Наконец я с помощью Томеу, не спускавшего с меня глаз, на тележке отвез памятник к могиле. Убрал деревянный крест, выкопал глубокую канавку, как Томеу научил меня, и установил камень. Закончив, я с гордостью осмотрел результат. Старик похлопал меня по плечу:
– Хорошая работа, парень. Ей точно нравится.
– Спасибо, Томеу.
Я остался один у могилы матери. Теперь мне было где говорить с ней, а ей было где меня слушать. Теперь уж ветер не унесет мои слова. Ветер… Я не мог не думать о ней даже у могилы матери. Я провел рукой по камню и по гравировке. Я простился, и мне захотелось, чтобы отец был рядом. Знаю, он гордился бы мной.
С кладбища я уходил с грустью, но и с некоторым облегчением, оставляя за спиной последнее прости, навечно высеченное в камне:
Аурора Ромеро
7 апреля 1895 – 8 января 1938
Поэзия – это ты
С того дня мы подружились с Томеу, он стал моим единственным другом.

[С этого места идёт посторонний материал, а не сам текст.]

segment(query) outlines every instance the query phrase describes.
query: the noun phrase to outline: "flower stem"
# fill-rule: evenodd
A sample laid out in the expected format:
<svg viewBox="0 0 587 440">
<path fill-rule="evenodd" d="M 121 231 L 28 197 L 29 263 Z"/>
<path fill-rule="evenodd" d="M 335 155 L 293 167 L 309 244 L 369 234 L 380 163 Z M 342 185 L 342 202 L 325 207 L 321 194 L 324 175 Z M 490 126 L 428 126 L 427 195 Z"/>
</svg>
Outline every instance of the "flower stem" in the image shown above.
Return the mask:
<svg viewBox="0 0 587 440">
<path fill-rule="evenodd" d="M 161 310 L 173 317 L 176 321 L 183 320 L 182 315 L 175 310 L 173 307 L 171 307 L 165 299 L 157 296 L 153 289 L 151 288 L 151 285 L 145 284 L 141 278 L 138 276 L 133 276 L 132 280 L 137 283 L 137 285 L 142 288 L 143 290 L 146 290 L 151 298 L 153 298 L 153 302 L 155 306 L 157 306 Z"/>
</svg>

Мы никогда не встречались вне кладбища, но внутри ограды он заменял мне семью. Думаю, что мое одиночество пробудило в нем инстинкт защитника, хотя он и продолжал называть меня Гумбертом. Иногда мне казалось, что он это нарочно.
Однажды на кладбище я встретил знакомых. Моя тетушка Тереса, мир ее праху, говаривала: “Мир тесен, не больше носового платка, – а мы на нем, безусловно, сопли”. Хоронили молодую девушку, лишь немногим старше меня, умершую от какой-то редкой болезни. Потом я узнал, что болезнь была врожденной и бедняжку никогда не выпускали на улицу, так что саму девушку я точно не видел, а вот ее дядю и других родственников иногда встречал. На похоронах было много людей, все в черном, как во́роны, отдающие дань смерти.

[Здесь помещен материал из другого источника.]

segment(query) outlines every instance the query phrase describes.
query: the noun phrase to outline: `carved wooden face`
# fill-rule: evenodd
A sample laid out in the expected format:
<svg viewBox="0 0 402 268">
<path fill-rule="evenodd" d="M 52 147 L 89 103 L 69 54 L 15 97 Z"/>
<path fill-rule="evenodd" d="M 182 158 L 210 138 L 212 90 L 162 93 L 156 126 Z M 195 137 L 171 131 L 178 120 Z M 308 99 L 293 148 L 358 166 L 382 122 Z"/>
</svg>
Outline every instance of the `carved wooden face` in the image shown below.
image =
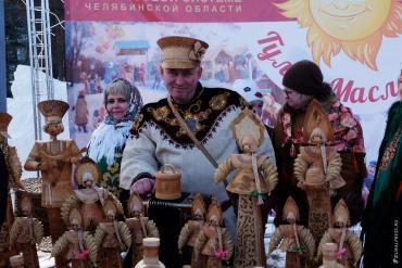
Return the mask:
<svg viewBox="0 0 402 268">
<path fill-rule="evenodd" d="M 45 125 L 45 132 L 47 132 L 50 136 L 58 136 L 64 131 L 63 124 L 60 123 L 48 123 Z"/>
</svg>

Томеу рассказал мне, что в Древней Греции покойнику на глаза клали монеты, чтобы он мог заплатить Харону. Две монетки гребцу, что переправит тебя в царство мертвых. Но я никогда не мог понять, на кой черт нужны эти монетки потустороннему лодочнику?

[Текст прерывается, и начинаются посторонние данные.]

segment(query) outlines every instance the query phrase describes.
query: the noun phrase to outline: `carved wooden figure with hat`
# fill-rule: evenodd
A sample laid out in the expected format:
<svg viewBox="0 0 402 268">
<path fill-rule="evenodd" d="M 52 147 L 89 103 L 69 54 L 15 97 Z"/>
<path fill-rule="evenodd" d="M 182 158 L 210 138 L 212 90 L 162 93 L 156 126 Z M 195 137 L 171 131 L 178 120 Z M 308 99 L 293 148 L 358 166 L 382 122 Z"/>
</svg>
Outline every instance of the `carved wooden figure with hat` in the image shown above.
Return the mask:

Семья девушки знала и сеньора Кастело, благодаря чему шеф выделил один из лучших – предположительно – участков на кладбище. Пока я сгребал листья, ко мне подошел дядя покойной и мягко попросил сыграть что-нибудь на гитаре. Сам он никогда меня не слышал, но весь район с восторгом отзывался о моем умении выразить чувства музыкой. Мать девушки, его вдовая сестра, слышала меня не раз и послала спросить. Они застали меня врасплох, но я не мог отказать.
Вся семья собралась у могилы в окружении друзей и соседей. В основном я копал могилы для стариков и взрослых людей, теперь же пришлось для ровесницы.
Томеу был против того, чтобы я играл, говоря, что это не наша работа и не входит в обязанности. Я спорил, мы поссорились. Время и опыт учат беречь себя и ограждать от чужой скорби, но это сложно осуществить подле бездыханного тела молодой девушки и ее рыдающих родственников. Сейчас я понимаю, что Томеу хотел защитить меня от страданий, а я был так упрям, что не послушал его.
Я поспешил в главную сторожку, где хранил свои вещи. Гитару я всегда брал с собой, не желая оставлять в квартире, где даже дверей не было. Ее, в отличие от жестяной коробки с деньгами, я не мог засунуть в тайник под шкафом. А кроме того, никогда не знаешь, где и когда придется играть.
Запыхавшись, я прибежал в сторожку – не хотел, чтобы меня ждали, – и мне стало жаль гитару, одиноко лежащую взаперти, словно я мешал ей исполнять свое предназначение. Каждому в жизни нечто поручено – то, что мы должны делать просто потому, что нам это по силам. Ее долгом было петь, а моим – помогать ей.